4) ‘derived to the same conclusion’
remove ‘to’

5) ‘Dahlia for her task’
remove ‘for’

6) ‘Fin’s lips causing’
comma after ‘lips’

7) ‘had often pointed out in some way or another’
Maybe just say, ‘had pointed out incessantly’ It’s a bit tighter, but essentially says the same thing.

8) ‘He had always priding himself’
‘priding’ should be ‘prided’

9) ‘yet her eyes fixed on’
should be ‘yet her eyes were fixed on’

10) ‘The mages of town’
should be ‘The mages of the town’

11) ‘This came to no surprise’
‘to’ should be ‘as’

12) ‘he donned’
this means ‘he put on’ but he wouldn’t have put them on in the middle of the welcoming. Maybe say ‘he wore’

13) ‘and he was sad to see her pass’
should be ‘and he’d been sad to see her pass’

14) Very nice description of Chester’s display of magic.

Good chapter, Phil. Intriguing to slip back into the past. Liston. Hhmm… The King’s representative… The plot thickens.

More soon. I hope this is a help to you.

Sue

kokako wrote 635 days ago

YALF

Ch 5

1) ‘Although her prison spanned… she found little joy in her solitude’
I didn’t think prisons were meant to be joyful places. This suggests otherwise.
Maybe change it around a bit. For instance, ‘Her domain spanned all the way from the Whistling Stream that bordered Lott’s Vale to the southeast, to near the edge of the vast desert to the northeast, but she was a prisoner here and she found little joy in her…’

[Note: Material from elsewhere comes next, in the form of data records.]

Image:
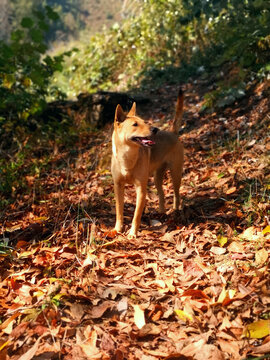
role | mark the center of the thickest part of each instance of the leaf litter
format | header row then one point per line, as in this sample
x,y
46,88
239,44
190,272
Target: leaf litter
x,y
194,285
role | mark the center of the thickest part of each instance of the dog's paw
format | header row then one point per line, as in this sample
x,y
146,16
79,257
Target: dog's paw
x,y
132,234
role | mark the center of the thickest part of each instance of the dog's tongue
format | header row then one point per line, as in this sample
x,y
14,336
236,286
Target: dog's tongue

2) ‘held up by stone walls held in place’
repetition of ‘held’. Maybe say something like, ‘held up by stone walls kept in place’

3) ‘of her tumbled down’
comma after ‘her’, otherwise it can be read as though it’s going to say something like, ‘of her tumbled down house’

4) ‘but thought it still wise’
should be ‘still thought it wise’ as the adverb should be next to the verb it applies to. Hhmm. Actually, it could be either. ‘still thought’ is more commonly used, though, so it feels as though it flows better (this is just my opinion, of course), so I’d still be inclined to change it.

5) ‘at his war scars’
I’d remove ‘war’. It doesn’t really add anything and the sentence is tighter without it.

6) ‘I cast to it’
Do you mean ‘I cast on it’?

7) ‘You would be wise not to mention that you know anything about this’
Yet earlier you say, ‘Once the shrine is built, have the town Elder Council craft a Lenocinium candle, as instructed in this book’. This is contradictory.

8) ‘At its centre was an inscription, a demonic language’
should be ‘At its centre was an inscription, in a demonic language’ otherwise it means there was a demonic language at its centre.

9) ‘and vines wove their way’
should be ‘and vines had woven their way’

10) ‘She refused to do’
should be ‘She’d refused to do’ as you’re talking in the past of the past here.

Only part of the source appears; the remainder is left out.